Она сделала глоток чая. Звук глотания был громким в тишине.
— Мэр тоже приехал. Поговорил со всеми. Они ушли. Он сказал… — голос её на мгновение дрогнул, и она резко кашлянула, словно выгоняя наружу слабость, — сказал, что всё утрясёт. Что ты должен прийти к нему завтра. И… в милицию. Для формальной дачи показаний.
Учитель слушал её доклад стоя в дверном проёме. Он слышал не слова, а фоновый шум умирающего мира. Шорохи за стеной, гул холодильника, тиканье часов в комнате Матери — всё это складывалось в странный, похоронный марш. Он смотрел на её руки, лежащие на столе. На указательный палец правой руки. Он был изящным, с аккуратным не длинным ноготком. На пальце было тонкое белое колечко — подарок Матери, он лежал неподвижно, указывая на чашку. Указательный. Жест, ищущий виноватого. Или просящий о помощи?
— Тебе надо помыться, — сказала она вдруг, слегка наморщив нос, вернувшись к бытовым деталям, — и поесть. Я… я сварю что-нибудь.
Он покачал головой:
— Не надо.
— Как «не надо»? — в её голосе прорвалась первая трещина, первая живая эмоция — раздражение. — Мать умерла, брат! Умерла! Из-за этого… этого урода! А ты ходишь, как лунатик, и от тебя воняет помойкой! Ты хоть понимаешь, что теперь будет? Что с нами будет?

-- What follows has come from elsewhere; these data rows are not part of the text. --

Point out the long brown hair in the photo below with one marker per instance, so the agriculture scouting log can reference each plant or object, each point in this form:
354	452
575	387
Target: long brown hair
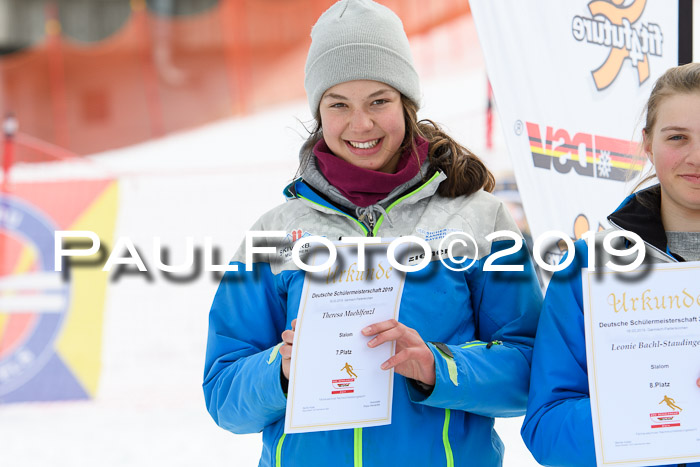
466	173
684	79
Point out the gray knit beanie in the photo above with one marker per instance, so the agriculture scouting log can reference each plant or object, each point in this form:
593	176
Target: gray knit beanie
359	39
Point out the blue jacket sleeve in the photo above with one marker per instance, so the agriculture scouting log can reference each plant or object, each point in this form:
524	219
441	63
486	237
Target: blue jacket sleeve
242	385
490	377
558	428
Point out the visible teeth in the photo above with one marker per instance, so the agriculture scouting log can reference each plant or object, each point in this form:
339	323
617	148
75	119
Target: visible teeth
365	145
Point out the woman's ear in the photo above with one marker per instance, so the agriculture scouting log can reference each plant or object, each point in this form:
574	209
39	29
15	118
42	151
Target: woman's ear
646	145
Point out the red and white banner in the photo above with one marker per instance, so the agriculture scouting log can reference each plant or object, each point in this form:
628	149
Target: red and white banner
570	81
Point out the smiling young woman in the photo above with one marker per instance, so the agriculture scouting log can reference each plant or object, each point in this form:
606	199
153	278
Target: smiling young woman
370	168
363	124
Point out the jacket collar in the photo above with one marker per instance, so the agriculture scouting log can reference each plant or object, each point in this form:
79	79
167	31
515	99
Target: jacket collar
640	213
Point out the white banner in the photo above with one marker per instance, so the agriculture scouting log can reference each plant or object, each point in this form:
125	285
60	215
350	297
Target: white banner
570	79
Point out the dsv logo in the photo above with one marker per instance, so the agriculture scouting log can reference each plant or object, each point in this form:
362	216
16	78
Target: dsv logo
614	25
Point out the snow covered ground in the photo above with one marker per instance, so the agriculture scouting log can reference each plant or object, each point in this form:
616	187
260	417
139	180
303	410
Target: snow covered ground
214	181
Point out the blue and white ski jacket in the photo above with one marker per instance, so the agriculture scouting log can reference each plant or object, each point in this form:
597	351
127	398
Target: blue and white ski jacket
558	428
480	326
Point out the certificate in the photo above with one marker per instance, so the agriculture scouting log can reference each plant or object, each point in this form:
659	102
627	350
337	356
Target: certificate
643	355
335	379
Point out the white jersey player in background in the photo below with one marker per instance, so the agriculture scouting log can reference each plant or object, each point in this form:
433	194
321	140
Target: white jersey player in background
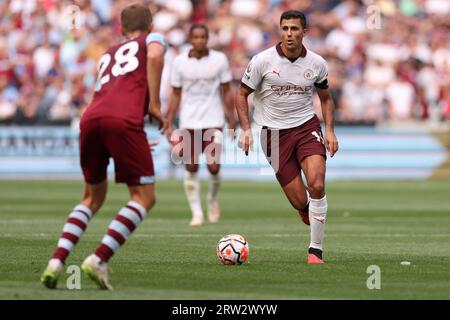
201	83
282	79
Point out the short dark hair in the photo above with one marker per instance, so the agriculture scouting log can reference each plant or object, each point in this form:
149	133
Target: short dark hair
135	17
294	14
198	26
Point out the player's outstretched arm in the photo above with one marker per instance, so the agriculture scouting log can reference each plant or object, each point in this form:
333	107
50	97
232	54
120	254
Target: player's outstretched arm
331	142
155	65
245	141
228	106
174	104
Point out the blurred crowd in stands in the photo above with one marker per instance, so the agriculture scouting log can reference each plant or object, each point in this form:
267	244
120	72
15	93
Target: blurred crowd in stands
388	60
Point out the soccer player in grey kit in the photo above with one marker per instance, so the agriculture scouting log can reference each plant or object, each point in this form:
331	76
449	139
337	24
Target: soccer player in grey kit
282	80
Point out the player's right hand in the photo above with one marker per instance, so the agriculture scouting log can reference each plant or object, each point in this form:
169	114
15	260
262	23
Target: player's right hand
245	141
169	132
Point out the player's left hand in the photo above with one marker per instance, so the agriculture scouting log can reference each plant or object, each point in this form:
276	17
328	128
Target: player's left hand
245	141
331	143
232	129
152	144
155	113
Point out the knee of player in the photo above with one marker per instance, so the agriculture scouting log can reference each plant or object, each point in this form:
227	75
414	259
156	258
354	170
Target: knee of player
317	188
214	169
93	203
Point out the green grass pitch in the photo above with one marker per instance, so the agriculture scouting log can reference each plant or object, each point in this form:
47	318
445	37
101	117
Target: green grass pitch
369	223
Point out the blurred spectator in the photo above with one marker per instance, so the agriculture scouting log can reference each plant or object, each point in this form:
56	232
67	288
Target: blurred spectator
397	70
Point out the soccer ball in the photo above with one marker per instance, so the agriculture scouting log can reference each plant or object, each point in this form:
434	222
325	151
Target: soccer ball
233	249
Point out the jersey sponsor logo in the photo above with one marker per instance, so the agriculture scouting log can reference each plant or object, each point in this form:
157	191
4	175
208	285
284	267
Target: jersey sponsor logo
308	74
290	89
318	136
249	68
147	180
277	72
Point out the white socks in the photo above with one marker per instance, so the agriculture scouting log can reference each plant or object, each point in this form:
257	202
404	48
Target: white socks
317	216
192	190
214	186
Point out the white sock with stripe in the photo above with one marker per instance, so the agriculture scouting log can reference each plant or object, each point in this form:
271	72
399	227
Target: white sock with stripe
73	230
192	190
317	217
119	230
214	186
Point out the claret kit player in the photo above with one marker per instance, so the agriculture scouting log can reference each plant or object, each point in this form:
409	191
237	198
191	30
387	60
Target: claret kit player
127	88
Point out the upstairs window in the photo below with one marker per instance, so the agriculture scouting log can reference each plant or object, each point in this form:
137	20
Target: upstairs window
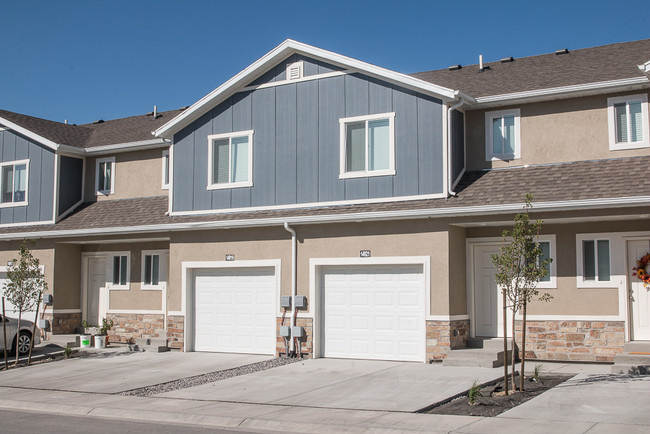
628	122
367	146
105	180
502	135
230	160
13	182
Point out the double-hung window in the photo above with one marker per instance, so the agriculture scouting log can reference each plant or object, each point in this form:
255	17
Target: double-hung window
367	146
120	271
502	135
628	122
230	160
14	176
105	179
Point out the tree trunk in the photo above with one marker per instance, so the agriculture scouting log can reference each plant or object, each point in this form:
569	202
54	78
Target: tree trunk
523	345
31	345
513	355
4	330
505	343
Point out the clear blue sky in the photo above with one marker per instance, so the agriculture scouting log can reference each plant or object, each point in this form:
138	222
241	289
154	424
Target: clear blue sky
88	60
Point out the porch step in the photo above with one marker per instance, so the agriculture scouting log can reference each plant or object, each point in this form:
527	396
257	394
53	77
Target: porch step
635	359
154	345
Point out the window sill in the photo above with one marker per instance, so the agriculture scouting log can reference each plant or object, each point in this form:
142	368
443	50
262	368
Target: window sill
230	185
367	174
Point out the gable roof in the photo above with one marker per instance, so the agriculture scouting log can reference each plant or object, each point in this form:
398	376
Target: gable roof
615	65
88	137
281	52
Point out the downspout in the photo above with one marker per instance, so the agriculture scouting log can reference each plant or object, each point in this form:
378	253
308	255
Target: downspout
294	312
450	192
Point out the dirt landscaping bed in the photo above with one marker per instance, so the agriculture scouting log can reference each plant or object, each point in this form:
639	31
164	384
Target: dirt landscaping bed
491	400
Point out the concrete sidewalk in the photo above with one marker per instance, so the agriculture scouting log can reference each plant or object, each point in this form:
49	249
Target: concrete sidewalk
319	396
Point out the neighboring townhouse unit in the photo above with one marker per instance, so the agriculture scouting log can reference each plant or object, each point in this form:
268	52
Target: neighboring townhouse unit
374	198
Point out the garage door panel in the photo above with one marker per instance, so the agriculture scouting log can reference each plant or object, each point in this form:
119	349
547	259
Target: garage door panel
373	312
235	310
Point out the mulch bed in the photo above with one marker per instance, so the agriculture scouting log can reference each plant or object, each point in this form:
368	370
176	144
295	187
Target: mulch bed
492	402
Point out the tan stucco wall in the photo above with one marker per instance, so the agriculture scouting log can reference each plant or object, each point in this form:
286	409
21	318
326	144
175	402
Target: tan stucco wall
134	298
137	174
551	132
405	238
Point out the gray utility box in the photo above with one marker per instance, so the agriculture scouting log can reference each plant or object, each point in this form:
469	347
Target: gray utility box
301	302
285	301
298	332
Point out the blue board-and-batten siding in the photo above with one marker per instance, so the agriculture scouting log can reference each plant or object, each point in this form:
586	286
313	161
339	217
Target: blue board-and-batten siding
40	188
296	145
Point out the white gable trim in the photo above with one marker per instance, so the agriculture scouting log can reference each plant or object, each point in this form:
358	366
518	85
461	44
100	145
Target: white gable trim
280	52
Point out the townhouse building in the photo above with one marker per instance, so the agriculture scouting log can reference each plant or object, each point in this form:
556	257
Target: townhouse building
374	199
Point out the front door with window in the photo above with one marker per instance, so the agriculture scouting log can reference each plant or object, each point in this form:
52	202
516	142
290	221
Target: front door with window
639	295
95	287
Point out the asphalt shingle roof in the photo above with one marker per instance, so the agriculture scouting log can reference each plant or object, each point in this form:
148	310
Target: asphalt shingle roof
601	179
587	65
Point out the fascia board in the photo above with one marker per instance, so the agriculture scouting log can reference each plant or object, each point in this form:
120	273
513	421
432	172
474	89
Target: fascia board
27	133
563	90
285	49
482	210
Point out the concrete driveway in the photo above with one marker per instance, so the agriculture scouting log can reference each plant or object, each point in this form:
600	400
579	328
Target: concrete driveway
344	384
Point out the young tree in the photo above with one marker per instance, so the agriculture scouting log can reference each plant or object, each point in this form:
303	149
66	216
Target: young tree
25	283
519	270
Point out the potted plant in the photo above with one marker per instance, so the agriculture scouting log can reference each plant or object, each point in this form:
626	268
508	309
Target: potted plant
101	340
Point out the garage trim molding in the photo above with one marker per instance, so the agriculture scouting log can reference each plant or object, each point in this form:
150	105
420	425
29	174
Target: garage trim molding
188	268
315	271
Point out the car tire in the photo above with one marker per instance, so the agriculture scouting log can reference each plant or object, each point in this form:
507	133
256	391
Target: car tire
23	343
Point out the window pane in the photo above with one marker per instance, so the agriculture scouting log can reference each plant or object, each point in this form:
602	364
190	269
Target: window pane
589	260
239	159
497	136
20	182
379	144
147	269
636	121
509	135
220	161
546	253
355	146
7	183
155	271
621	122
603	260
116	270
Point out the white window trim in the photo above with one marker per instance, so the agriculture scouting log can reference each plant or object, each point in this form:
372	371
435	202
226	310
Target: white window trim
163	267
611	122
109	267
581	282
97	163
489	116
343	174
552	283
249	182
26	201
166	168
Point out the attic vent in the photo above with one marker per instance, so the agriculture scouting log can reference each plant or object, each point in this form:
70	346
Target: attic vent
294	70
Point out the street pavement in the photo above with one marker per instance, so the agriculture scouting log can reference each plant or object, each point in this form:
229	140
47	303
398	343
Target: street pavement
322	395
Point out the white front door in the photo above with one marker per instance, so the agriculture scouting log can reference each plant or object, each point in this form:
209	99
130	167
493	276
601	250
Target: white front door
235	310
373	312
639	295
488	299
95	287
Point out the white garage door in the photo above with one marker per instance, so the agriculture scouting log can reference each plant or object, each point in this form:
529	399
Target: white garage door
374	312
235	310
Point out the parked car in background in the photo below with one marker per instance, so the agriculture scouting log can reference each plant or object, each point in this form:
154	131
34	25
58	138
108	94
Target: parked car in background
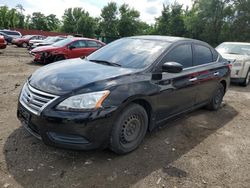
24	41
66	49
118	93
11	33
238	53
7	38
46	42
32	41
3	43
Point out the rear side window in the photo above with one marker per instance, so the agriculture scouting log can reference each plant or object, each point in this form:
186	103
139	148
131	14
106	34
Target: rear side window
203	55
215	54
181	54
79	44
93	44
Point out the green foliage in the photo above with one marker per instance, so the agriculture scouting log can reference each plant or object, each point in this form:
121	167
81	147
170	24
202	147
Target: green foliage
213	21
78	21
129	21
109	20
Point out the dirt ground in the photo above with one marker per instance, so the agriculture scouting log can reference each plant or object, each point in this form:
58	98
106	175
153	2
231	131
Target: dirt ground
201	149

Она встала, опёрлась руками о стол. Её собранность трещала по швам.
— Понимаю, — сказал он тихо. Он понимал лучше неё. Он понимал, что смерть Матери была лишь прологом. Что милиция, Мэр, показания — всё это декорации старой пьесы, на сцене которой уже начали свою игру новые актёры. А её палец… её палец был ключом к следующему действию.
— Они спросили, где ты! — выкрикнула она, и слёзы наконец брызнули из глаз, горячие и яростные. — Что я должна была отвечать?! Что ты ночами пропадаешь с бичами? Что ты превратился в какое-то… грязное животное? Мама была права! Ты кончился! Ты ни на что не годен!
Её слова бились о него, как горох о стену. Они не ранили. Они были лишним доказательством. Доказательством того, что она всё ещё жила в той реальности, где есть «годен» и «не годен», где правят «стыдно» и «прилично». В реальности, которая совсем недавно похоронила свою главную актрису.
— А ты, — сказал он, делая шаг вперёд, — ты готова? Готова жить дальше? Ходить в школу? Слушать, как шепчутся за спиной? Ждать, когда этот… «урод» снова позвонит? Или придёт?
Она замолчала, смотря на него широко раскрытыми глазами, полными слёз и сомнения. Он подошёл ближе. Запах её — шампунь, детский крем, слёзы — смешался с его запахами — дыма, помоев, холода и тления.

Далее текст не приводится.